For the study, Dumay and his colleagues gave participants a list of made-up words such as “frenznik” and “caravoth” to learn and asked them to repeat the words immediately following exposure to the list. Participants were then split into two groups: one that slept for 12 hours and one that stayed awake for 12 hours.

The critical distinction the investigators were looking for was between the words participants could recall at the immediate test and 12-hour retest, and those words not remembered at the test, but recalled at the retest following the 12-hour interval.

The research team found that the “sleepers” were much better at recalling the made-up words than the group that remained awake. This finding – that sleep helped rescue unrecalled memories, making them sharper and more vivid – is at odds with previous studies that argue sleep only protects against loss of memories.

“The post-sleep boost in memory accessibility may indicate that some memories are sharpened overnight. This supports the notion that, while asleep, we actively rehearse information flagged as important,” Dumay explained in the news release.

Dumay theorized that sleep makes it possible to regain memories that have become dormant over time, and that this ultimately prevents memory loss. He suggested that the memory boost comes from the hippocampus region of the brain deep in the temporal lobe. Dumay believes the hippocampus “unzips” recently encoded events and replays them to the regions of the brain that originally captured them. This, he said, would lead us to effectively re-experience the major events of our day.

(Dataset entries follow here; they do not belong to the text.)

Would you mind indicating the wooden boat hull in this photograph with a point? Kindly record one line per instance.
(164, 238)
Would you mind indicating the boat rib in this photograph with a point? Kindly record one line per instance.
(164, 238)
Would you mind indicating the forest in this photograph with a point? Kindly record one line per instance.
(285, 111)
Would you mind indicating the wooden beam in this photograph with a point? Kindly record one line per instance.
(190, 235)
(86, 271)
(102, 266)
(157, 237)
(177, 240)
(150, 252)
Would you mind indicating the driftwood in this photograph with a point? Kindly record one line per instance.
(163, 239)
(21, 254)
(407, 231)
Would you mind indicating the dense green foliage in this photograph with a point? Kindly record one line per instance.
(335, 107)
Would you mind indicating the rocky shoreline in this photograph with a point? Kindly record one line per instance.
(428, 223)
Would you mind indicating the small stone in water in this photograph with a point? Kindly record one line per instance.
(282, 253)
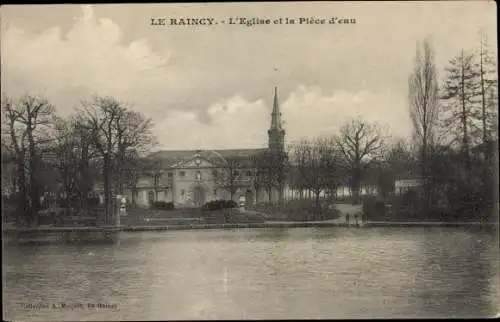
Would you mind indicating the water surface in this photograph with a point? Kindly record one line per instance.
(258, 274)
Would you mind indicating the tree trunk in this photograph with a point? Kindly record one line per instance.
(22, 198)
(105, 172)
(317, 211)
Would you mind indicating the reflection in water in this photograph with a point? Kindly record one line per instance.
(260, 274)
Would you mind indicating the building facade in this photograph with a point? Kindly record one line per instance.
(193, 177)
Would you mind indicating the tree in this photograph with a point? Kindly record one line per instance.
(460, 91)
(315, 166)
(270, 171)
(25, 124)
(487, 90)
(360, 143)
(424, 107)
(228, 175)
(112, 129)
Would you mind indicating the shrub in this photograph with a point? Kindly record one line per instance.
(374, 208)
(163, 205)
(219, 204)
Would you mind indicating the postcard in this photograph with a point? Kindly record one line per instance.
(259, 160)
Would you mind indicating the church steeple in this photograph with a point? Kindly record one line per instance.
(276, 132)
(276, 115)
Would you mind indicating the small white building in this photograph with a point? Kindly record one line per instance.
(403, 185)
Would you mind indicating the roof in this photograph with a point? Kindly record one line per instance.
(168, 158)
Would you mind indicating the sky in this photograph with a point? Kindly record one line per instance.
(212, 87)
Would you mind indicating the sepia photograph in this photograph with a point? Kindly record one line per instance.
(250, 160)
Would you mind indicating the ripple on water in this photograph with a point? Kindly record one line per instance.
(261, 273)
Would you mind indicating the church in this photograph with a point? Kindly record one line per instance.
(190, 178)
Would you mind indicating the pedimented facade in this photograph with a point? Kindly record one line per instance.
(191, 178)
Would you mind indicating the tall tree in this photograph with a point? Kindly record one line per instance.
(113, 129)
(360, 143)
(270, 171)
(25, 123)
(228, 175)
(460, 98)
(423, 94)
(487, 89)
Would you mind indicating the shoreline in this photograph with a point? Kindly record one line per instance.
(111, 234)
(268, 224)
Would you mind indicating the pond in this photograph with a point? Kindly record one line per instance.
(258, 274)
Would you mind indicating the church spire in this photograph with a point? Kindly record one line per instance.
(276, 115)
(276, 132)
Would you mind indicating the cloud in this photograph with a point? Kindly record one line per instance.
(88, 58)
(213, 87)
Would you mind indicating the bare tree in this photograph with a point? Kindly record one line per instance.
(25, 123)
(487, 88)
(228, 175)
(423, 94)
(270, 172)
(315, 166)
(460, 100)
(360, 143)
(113, 129)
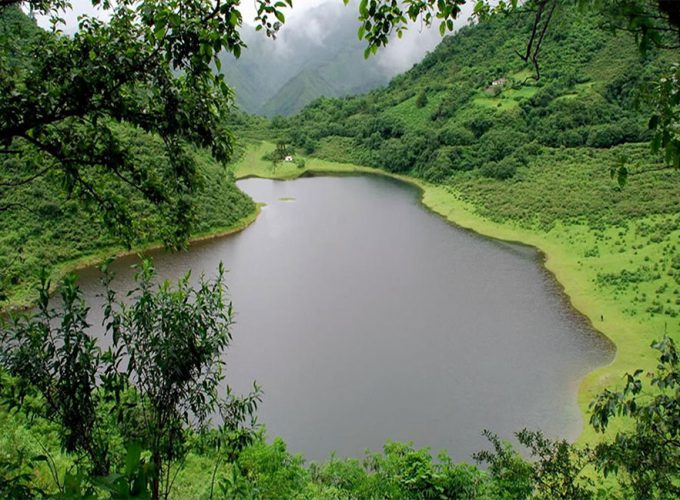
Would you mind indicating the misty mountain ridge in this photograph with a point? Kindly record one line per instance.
(315, 54)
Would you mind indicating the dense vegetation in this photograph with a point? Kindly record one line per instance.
(44, 225)
(131, 419)
(534, 153)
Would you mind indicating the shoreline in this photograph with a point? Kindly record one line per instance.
(116, 252)
(627, 342)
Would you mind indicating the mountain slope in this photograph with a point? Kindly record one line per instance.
(313, 56)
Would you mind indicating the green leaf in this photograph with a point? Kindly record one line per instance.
(134, 453)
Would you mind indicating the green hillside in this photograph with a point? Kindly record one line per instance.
(48, 229)
(280, 77)
(530, 160)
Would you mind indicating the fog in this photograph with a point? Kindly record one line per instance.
(309, 21)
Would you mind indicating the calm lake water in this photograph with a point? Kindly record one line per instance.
(364, 317)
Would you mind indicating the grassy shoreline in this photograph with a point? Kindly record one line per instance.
(630, 336)
(23, 300)
(563, 258)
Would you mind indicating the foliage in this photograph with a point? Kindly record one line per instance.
(648, 455)
(52, 229)
(156, 382)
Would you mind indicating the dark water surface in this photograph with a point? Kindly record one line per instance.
(365, 318)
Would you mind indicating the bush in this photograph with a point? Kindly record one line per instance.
(501, 170)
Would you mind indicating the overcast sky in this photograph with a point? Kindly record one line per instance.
(397, 57)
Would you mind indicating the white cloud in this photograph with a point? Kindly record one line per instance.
(401, 54)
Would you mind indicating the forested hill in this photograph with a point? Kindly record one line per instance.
(44, 228)
(309, 58)
(473, 104)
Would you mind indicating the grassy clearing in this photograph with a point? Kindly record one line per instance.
(412, 116)
(498, 102)
(618, 276)
(251, 164)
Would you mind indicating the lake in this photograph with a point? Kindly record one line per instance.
(364, 318)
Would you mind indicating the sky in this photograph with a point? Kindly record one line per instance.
(397, 57)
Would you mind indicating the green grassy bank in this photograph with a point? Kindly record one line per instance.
(611, 273)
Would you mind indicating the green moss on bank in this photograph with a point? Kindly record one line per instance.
(619, 275)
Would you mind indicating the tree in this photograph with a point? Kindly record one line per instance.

Dumay agreed with other health experts who noted that there is more work to be done to learn how to harness the brain’s ability to “rehearse information” while we sleep. The idea that memories could be sharpened overnight and made more accessible has yet to be fully explored, he acknowledged.

“More research is needed into the functional significance of this rehearsal and whether, for instance, it allows memories to be accessible in a wider range of contexts, hence making them more useful,” Dumay said.